The GPU threads are oblivious to the data objects in the data buffer. This allows the threads to operate independently and avoid any decision making regarding object boundaries in the data buffer. The CPU simply transfers the input data to the GPU and receives back an integer value indicating the number of possible signature matches in the buffer. The CPU is then responsible for completing the signature match verification for each result and mapping it to a particular data object.
We changed the ClamAV application to fill the data buffer completely before beginning the scan. In our version, ClamAV performs steps 1 to 3 from Section 35.2.1 until the data buffer is full and passes the full buffer and the relevant object descriptions to our library. The application fills the input data buffer before submitting it to the library, so the buffer can hold multiple files, a single complete file, a portion of a file, or some combination of these. ClamAV gives our library enough information to enable it to track multipart files, and it replicates enough data (as many bytes as the longest signature) between files to ensure that signature data spanning two buffers will be matched accurately.

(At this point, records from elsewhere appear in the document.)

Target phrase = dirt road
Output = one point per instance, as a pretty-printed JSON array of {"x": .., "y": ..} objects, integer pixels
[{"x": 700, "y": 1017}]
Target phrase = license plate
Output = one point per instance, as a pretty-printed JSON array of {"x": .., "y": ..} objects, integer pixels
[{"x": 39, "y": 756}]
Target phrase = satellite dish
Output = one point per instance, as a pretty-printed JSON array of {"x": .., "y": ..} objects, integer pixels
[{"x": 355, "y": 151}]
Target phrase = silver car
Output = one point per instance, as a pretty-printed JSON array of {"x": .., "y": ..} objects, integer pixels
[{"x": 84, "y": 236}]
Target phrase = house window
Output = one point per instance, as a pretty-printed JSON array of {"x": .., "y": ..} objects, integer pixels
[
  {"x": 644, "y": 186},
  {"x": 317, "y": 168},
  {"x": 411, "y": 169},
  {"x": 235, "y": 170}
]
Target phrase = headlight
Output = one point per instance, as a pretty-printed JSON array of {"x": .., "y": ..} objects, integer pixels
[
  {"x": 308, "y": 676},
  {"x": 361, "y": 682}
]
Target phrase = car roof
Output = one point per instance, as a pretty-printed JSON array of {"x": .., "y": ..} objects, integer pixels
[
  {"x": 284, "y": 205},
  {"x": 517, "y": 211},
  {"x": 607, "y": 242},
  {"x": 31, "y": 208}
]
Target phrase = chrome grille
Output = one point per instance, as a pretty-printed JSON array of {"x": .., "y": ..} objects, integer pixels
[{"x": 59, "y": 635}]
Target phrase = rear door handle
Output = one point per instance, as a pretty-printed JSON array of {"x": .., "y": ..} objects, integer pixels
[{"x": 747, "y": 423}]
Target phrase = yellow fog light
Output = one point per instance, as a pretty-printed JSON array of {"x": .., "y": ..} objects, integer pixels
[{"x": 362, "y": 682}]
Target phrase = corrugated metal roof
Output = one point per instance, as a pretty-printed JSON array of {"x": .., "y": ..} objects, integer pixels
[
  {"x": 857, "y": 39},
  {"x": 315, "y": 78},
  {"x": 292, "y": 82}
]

We divided the work between the CPU and the GPU, so our library needs to transfer each data buffer it receives to the GPU and wait for processing to complete before using the results. Because the application and library execute in the context of the same software thread, the CPU might stand idle while the data is transferred and processed by the GPU. To keep the CPU busy, we pipelined the work by rotating among multiple data buffers. This way, almost all executions on the CPU can be performed in parallel with the GPU processing, and vice versa. The one section that can't be processed in parallel—transferring the result buffer back from the GPU if there are matches—is serialized only as an artifact of our implementation.
We compared the execution of the open-source ClamAV antivirus application executing its own exact-match algorithm on the CPU against the same application calling out to our scanning library.
We point out that the original ClamAV application performs two additional steps: it detects matches against its approximately 2,000 regular-expression signatures, and it computes the MD5 hash for every file and compares it to a database of approximately 8,000 hash values. These functions are beyond the scope of the algorithm we describe here, and we removed them from our ClamAV application before comparing the performance.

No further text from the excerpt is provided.